Goal:  To characterize inputs from the perspective of models during inference with gradients; confounding labels are a tool to elicit model response that can be utilized to probe the effective expressivity of trained networks

Challenges: Deep neural networks are vulnerable in real-world environments where they often encounter data that diverge from training conditions or adversarial attacks. To ensure reliable performance of practical applications of a neural network, the model must be capable of distinguishing inputs that differ from training data and cannot be handled properly.

Our Work:  Gradients correspond to the amount of change that a model requires to accurately represent a given sample. We argue that with gradients, we can characterize the anomaly in inputs based on what the model is unfamiliar with and thus incapable of representing properly. One problem in utilizing gradients to observe the necessary change is that we do not have access to the labels for given inputs or any information regarding their distribution. To remove dependency on information about inputs in gradient generation during inference, we introduce confounding labels, which are labels formulated by combining multiple categorical labels, as opposed to normal labels that are individual categorical labels used in training. During inference, we observe the necessary changes captured in gradients invoked by a confounding label with respect to an image similar to training data and highly dissimilar.
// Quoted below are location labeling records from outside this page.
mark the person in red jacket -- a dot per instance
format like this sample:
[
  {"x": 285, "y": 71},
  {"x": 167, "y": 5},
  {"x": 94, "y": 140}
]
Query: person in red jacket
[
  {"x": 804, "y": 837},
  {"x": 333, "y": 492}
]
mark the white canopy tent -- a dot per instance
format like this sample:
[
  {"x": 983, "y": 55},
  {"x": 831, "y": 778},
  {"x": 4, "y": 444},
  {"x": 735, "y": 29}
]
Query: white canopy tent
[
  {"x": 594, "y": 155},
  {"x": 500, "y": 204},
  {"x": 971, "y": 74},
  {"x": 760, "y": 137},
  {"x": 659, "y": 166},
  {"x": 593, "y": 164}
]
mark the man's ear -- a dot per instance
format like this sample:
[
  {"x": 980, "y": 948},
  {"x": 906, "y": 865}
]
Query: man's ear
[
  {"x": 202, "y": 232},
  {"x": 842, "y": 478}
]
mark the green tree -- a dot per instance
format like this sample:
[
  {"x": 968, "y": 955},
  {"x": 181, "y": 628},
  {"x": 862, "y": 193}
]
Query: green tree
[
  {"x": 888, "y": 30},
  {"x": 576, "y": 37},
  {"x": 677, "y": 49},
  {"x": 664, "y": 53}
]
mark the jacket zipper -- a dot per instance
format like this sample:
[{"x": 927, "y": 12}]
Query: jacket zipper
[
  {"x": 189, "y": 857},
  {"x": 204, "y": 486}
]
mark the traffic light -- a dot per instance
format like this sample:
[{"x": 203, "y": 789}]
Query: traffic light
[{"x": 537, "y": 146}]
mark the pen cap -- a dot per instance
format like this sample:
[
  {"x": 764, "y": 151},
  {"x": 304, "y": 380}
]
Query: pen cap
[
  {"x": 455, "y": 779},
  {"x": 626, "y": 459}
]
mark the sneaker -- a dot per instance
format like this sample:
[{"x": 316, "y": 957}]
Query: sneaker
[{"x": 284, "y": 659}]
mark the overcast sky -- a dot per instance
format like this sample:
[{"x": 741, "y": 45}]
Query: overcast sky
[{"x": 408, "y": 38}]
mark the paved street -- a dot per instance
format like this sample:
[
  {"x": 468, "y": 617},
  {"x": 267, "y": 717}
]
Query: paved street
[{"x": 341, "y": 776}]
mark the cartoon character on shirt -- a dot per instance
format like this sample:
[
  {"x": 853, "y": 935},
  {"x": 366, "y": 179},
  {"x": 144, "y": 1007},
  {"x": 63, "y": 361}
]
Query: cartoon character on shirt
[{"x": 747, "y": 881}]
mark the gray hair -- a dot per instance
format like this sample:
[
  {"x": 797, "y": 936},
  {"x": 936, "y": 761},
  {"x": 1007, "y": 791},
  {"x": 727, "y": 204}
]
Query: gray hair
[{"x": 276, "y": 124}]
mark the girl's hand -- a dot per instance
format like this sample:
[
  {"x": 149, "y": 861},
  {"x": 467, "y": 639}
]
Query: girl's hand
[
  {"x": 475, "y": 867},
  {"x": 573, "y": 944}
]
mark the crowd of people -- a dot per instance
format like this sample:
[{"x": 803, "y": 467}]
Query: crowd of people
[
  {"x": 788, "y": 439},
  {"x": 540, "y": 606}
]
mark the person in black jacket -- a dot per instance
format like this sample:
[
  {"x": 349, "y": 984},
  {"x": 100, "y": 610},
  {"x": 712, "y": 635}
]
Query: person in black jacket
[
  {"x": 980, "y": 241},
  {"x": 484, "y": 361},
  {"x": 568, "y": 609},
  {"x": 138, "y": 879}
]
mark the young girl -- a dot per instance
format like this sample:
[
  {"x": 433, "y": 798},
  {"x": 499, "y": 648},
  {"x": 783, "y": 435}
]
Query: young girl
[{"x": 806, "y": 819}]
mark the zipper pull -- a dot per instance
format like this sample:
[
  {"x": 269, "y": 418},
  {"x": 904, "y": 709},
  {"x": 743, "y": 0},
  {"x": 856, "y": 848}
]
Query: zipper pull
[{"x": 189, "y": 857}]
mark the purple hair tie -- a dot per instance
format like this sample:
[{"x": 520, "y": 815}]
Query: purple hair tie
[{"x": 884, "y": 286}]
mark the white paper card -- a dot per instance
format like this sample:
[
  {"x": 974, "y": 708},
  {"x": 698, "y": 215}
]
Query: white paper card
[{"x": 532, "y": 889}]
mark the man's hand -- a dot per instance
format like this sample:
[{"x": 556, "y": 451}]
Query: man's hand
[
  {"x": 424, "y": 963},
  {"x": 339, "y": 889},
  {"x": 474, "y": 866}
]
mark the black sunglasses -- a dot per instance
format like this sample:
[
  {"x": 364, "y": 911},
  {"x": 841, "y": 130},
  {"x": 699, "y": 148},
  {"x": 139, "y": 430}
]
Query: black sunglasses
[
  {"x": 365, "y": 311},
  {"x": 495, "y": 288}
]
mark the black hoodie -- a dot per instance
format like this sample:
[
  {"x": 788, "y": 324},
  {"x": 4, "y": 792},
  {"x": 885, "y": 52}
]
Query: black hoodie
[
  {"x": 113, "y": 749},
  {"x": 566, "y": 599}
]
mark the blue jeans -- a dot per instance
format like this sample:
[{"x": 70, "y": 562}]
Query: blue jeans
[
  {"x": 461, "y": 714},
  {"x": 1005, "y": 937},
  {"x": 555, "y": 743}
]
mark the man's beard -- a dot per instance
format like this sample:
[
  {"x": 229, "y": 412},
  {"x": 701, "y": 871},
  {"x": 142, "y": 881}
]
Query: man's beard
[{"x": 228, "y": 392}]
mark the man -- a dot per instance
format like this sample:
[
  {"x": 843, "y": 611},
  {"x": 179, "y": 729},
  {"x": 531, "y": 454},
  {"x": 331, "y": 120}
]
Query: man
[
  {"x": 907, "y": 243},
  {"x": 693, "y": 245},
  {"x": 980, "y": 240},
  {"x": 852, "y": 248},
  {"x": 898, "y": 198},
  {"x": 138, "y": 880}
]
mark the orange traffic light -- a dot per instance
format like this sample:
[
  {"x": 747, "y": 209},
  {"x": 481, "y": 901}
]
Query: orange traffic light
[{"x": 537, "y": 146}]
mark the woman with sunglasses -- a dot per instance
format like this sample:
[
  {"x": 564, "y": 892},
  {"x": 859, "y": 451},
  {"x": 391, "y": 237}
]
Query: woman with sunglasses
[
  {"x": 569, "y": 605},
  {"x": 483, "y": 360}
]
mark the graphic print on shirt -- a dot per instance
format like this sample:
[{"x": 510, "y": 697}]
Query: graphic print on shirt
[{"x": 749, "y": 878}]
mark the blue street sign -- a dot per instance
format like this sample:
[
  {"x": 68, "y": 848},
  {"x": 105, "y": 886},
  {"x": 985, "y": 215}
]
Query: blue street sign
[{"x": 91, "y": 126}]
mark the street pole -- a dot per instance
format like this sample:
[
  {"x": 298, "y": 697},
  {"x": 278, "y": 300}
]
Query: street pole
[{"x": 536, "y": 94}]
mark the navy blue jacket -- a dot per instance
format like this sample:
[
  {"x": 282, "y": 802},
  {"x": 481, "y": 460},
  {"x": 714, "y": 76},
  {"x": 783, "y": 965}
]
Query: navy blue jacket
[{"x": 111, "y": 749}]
Our hypothesis is that the necessary change to effective expressivity would be larger for the dissimilar input since the trained model weights would not be able to capture the characteristics of the dissimilar input.

References:

  1. J. Lee, M. Prabhushankar, and G. AlRegib, "Gradient-Based Adversarial and Out-of-Distribution Detection," in International Conference on Machine Learning (ICML) Workshop on New Frontiers in Adversarial Machine Learning, Baltimore, MD, Jul. 2022.

  2. J. Lee and G. AlRegib, "Open-Set Recognition with Gradient-Based Representations," in IEEE International Conference on Image Processing (ICIP), Anchorage, AK, Sep. 19-22 2021. 

  3. J. Lee and G. AlRegib, "Gradients as a Measure of Uncertainty in Neural Networks," in IEEE International Conference on Image Processing (ICIP), Abu Dhabi, United Arab Emirates, Oct. 2020.